Radical? Lomborg defende que é mais sensato e generoso com as gerações futuras do que gastar trilhões para cortar no máximo 10% das emissões de carbono, que continuam em ascensão apesar do debate sobre o tema já perdurar mais de uma década. “Em princípio, deveríamos fazer todas as coisas boas. Mas até que consigamos fazer todas, nós deveríamos nos concentrar em fazer as melhores primeiro”, escreve o cientista politico já no fim de seu livro ao defender um discurso mais equilibrado e proporcional aos “reais” efeitos das mudanças climáticas a curto e médio prazo na vida das pessoas.

Lomborg acusa os formadores de opinião pública de estarem alimentando uma histeria entorno de um fenômeno que esconde lados positivos e soluções mais inteligentes e menos daninhas à econômia e ao crescimento das nações. Ele afirma que Al Gore só contou uma parte da história no documentário “ Uma verdade inconveniente”. Classifica os relatórios do IPCC divulgados este ano e o do economista inglês Nicholas Stern (publicado no ano passado) como peças políticas e diz que a mídia prioriza a má noticia. Por fim, alfineta as lideranças que hoje caminham para fechar acordos com os quais lavarão suas mãos diante do aquecimento global, mas nao trarão necessariamente benefícios tanto para a geração atual quanto para a futura.

Para o cientista político, hoje é mais importante investir grandes somas de dinheiro em educação, combate a AIDS, erradicação da malária e saneamento basico – medidas que fortalecerão os países para enfrentar a segunda metade do século. Enquanto isso, a melhor fórmula para se lidar com o aquecimento global nos próximos anos será cada país investir individualmente em pesquisas de fontes de energia mais limpas.

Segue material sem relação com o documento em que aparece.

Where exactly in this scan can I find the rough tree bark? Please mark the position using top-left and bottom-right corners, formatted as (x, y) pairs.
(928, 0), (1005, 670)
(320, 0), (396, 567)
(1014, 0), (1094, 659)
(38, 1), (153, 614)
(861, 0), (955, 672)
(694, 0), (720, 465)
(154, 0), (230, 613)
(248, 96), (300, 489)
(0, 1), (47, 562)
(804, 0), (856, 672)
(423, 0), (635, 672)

Lomborg cita o Consenso de Copenhague – onde economistas apontaram quais seriam os melhores investimentos para o mundo-, e opiniões de chefes de estado sobre quais são suas prioridades, para reforçar que o combate às mudanças climaticas não é mais prioritário do que investimentos contra a pobreza. “[Ao se recusarem a assinar Kyoto], tanto a China quanto a Índia estão essencialmente nos dando o recado que há outras prioridades, como alimentos e desenvolvimento”, argumenta Lomborg.

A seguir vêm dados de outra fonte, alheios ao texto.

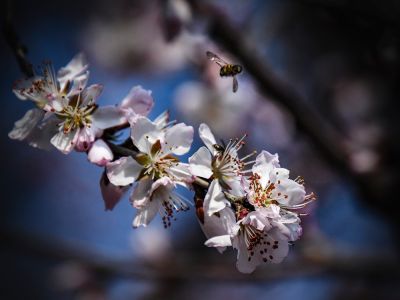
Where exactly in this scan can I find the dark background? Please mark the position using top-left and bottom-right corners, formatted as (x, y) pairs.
(0, 0), (400, 300)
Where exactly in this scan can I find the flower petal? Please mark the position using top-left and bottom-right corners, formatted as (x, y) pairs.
(50, 130), (80, 154)
(131, 117), (163, 153)
(199, 207), (237, 253)
(252, 150), (279, 188)
(132, 201), (161, 228)
(204, 234), (232, 247)
(107, 156), (143, 186)
(88, 139), (114, 167)
(91, 105), (127, 129)
(81, 84), (103, 106)
(167, 162), (193, 188)
(199, 123), (217, 153)
(129, 177), (153, 209)
(153, 110), (169, 129)
(189, 147), (213, 179)
(234, 235), (260, 274)
(163, 123), (193, 155)
(75, 127), (96, 152)
(100, 172), (129, 210)
(272, 179), (306, 207)
(204, 180), (229, 216)
(119, 85), (154, 116)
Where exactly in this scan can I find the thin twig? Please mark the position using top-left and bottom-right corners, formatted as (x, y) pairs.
(188, 0), (354, 175)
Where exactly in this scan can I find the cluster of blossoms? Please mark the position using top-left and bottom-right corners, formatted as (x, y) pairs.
(9, 54), (315, 273)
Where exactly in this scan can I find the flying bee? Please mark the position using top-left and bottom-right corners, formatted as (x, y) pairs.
(213, 139), (226, 154)
(206, 51), (243, 93)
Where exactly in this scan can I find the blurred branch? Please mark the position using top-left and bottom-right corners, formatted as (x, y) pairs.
(188, 0), (353, 175)
(0, 229), (400, 282)
(3, 0), (34, 77)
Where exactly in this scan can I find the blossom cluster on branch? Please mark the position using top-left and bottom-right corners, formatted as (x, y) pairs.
(9, 54), (315, 273)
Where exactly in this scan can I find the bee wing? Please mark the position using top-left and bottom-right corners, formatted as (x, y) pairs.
(206, 51), (228, 67)
(232, 76), (239, 93)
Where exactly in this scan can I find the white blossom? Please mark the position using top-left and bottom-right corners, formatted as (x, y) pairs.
(13, 53), (89, 111)
(189, 123), (254, 216)
(107, 114), (193, 227)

“Cool it”, que em português poderia ser traduzido como “fica frio” ou “acalme os ânimos”, tenta desconstruir quase todos os pontos e documentos que estão sendo usados para convencer governos a adotarem cortes na emissão de carbono. Nem a possível extinção dos ursos polares sensibilizou o autor, que calcula que Kyoto será capaz de salvar apenas um animal por ano enquanto caçadores matam mil no mesmo espaco de tempo.

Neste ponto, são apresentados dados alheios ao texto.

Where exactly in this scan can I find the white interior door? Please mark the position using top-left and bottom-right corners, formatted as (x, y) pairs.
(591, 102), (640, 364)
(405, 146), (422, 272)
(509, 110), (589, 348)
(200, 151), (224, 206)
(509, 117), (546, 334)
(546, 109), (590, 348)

O caso é praticamente a única citação aos desafios de adaptação que a biodiversidade enfrentará com as mudanças climáticas. O foco do livro é enfraquecer os principais argumentos sociais que emergiram nos últimos anos e que baseiam as políticas de redução das emissões de carbono. A natureza ficou de fora da linha de tiro do autor. Por quê? Lomborg, que constrói seus livros utilizando o cruzamento de dados, diz que faltam séries históricas sobre a biodiversidade

“Cool it” foi lancado em setembro nos Estados Unidos e chegou este mês nas livrarias européias.